Payroll Employment (-0.4 Percent)

2010 employment is expected to fall when compared on an annual basis with 2009. However, we expect that monthly employment will begin to rise during the first quarter of 2010 and will continue to increase through the remainder of the year. It is anticipated that between the fourth quarter 2009 employment low and the fourth quarter of 2010, the economy will create roughly 1,000,000 new jobs. Despite the new job creation relative to the employment low, the rate of monthly and quarterly employment increase in 2010 will be lower than the rate of its decline in 2009, causing a decline in employment level when comparing 2009 and 2010 on an annual basis. The lack of ready credit availability to small businesses, which are normally responsible for more than two-thirds of the jobs created in the U.S. economy, is likely to play a key role in holding back the rate of employment growth.

Unemployment Rate (10.1 Percent)

The unemployment rate is likely to increase between 2009 and 2010 because job growth is not expected to offset the number of new entrants into the labor force.

Consumer Price Index-U (2.4 Percent)

Assuming the U.S. Department of Energy's oil price forecast of $79.83 per barrel, the CPI is expected to increase at an accelerated rate from its 2009 level. Rising output will place some upward price pressure on the CPI; however, production is expected to fall considerably below the economy's output capacity. There has been, and will continue to be, some upside risk of price inflation created by the unusually large monetary base supported by the Federal Reserve. Despite this relatively large monetary base, the considerable difference between potential and actual output, rising productivity, falling per-unit labor costs and historically low industrial capacity utilization are expected to hold inflation risks to a minimum.

Three-Month Treasury Bill Rate (Year Avg. 0.4 Percent)

Assuming that inflation continues to be relatively muted during early 2010, the Federal Reserve Board is expected to begin to raise the federal funds rate near the last quarter of 2010 as bank profitability continues to help strengthen bank balance sheets, and concern over deflation and the premature removal of credit props gives way to concern over inflation.

Prime Rate (Year Avg. 3.6 Percent)

As with other short-term rates, the prime rate will follow the course of the bill rate as risk-premium spreads continue to return to more normal levels.

Ten-Year Treasury Bond Rate (Year Avg. 4.1 Percent)

During much of 2009, the long-term Treasury bond rate achieved historical lows as investors sought safety from default. This "search for safety" process, which began to reverse itself in late 2009, will continue in 2010. Further, economic growth will put upward pressure on these rates. An important note of caution is necessary here.

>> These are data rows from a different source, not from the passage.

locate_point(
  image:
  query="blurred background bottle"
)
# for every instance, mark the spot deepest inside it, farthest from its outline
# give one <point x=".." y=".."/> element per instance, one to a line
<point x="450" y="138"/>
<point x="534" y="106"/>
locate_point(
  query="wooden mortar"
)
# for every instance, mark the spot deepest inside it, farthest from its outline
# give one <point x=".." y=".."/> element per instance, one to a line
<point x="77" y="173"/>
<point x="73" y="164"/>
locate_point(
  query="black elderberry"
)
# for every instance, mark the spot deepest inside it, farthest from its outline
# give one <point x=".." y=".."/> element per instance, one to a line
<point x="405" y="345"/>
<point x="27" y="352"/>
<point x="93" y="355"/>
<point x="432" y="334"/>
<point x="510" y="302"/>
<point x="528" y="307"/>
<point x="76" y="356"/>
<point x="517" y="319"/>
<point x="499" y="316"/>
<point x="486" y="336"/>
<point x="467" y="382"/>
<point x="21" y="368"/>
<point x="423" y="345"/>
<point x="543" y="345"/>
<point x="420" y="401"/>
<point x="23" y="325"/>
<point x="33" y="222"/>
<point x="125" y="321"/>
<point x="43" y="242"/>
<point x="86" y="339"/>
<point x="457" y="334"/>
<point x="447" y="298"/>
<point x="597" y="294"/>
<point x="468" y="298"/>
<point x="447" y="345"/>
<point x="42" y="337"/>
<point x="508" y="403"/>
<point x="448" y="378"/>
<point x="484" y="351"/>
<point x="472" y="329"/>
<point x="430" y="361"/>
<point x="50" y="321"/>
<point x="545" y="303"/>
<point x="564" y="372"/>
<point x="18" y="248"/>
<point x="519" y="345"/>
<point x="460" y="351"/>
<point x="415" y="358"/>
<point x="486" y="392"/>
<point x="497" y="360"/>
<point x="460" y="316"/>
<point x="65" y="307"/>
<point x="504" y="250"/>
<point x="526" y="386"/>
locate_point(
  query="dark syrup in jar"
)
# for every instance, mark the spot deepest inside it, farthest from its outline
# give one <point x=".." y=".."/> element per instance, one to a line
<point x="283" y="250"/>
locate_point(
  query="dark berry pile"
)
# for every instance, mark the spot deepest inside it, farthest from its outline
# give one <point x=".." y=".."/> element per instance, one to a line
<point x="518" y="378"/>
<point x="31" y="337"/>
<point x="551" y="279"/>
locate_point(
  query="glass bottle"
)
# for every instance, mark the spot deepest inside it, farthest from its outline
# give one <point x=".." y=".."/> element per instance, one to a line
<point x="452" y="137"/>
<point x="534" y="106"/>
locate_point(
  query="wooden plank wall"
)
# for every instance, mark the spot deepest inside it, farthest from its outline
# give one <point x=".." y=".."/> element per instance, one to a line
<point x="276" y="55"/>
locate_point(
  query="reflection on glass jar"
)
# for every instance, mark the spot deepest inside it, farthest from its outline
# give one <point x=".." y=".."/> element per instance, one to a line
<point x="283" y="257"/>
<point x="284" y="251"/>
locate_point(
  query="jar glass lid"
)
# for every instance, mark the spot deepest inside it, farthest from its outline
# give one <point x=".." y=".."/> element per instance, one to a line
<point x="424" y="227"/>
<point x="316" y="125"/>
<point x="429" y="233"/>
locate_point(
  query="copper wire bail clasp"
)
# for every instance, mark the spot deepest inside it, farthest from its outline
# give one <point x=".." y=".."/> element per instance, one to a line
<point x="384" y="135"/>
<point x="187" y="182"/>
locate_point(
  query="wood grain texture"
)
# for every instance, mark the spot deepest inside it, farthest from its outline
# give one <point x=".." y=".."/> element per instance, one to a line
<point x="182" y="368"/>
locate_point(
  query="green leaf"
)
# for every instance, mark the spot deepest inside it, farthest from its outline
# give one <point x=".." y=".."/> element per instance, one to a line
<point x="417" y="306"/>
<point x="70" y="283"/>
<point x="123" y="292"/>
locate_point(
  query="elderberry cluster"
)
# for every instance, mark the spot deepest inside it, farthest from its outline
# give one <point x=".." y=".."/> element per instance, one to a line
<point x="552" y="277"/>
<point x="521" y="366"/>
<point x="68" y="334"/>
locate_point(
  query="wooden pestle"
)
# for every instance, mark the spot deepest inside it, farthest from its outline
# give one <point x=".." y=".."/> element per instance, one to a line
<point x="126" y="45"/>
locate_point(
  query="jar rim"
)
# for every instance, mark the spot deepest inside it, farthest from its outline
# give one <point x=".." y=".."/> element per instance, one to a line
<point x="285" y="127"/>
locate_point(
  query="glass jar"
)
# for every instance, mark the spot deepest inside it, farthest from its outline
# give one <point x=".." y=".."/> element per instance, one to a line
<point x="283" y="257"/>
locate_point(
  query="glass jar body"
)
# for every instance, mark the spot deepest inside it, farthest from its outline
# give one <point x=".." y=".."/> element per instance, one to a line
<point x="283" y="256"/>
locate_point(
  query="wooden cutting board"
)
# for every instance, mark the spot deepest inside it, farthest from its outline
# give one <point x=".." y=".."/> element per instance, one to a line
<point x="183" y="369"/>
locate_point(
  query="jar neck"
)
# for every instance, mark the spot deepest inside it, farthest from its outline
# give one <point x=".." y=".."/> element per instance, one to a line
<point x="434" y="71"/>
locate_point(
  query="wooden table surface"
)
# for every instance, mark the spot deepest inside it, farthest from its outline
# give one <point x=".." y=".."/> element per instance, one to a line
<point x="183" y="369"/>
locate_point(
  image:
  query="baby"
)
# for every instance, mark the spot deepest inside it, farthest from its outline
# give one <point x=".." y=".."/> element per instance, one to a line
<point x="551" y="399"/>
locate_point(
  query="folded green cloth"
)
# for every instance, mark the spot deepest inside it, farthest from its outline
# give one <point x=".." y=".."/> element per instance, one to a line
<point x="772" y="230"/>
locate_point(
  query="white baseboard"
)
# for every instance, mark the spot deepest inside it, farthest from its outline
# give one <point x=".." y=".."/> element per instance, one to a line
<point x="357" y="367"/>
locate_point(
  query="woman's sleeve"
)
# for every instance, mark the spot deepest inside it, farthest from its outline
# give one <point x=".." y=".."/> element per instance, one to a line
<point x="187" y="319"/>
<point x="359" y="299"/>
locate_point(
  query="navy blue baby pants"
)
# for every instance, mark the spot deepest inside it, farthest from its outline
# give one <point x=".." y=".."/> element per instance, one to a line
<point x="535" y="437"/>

Given the exceedingly large current monetary base, this market bears close watching by investors because it will quickly appear oversold at any hint of serious inflation.

30-Year Conventional Mortgage Rate (Year Avg. 5.5 Percent)

Long-term mortgage rates will follow and be affected by many of the same market factors as those influencing the 10-year T-bond rate. Further, the conventional mortgage rate over the first quarter of 2010 will be influenced by continued Federal Reserve intervention in the mortgage market. Mortgage rates during this period are likely to hover around 5 percent. The Fed is scheduled to cease its mortgage market intervention in March. This forecast is predicated on cessation of that intervention. However, it is likely that continued price declines in the housing market, combined with the importance of stabilizing house prices, combined with the lack of a residential housing securities market, will compel the Fed to continue its support of the residential mortgage market.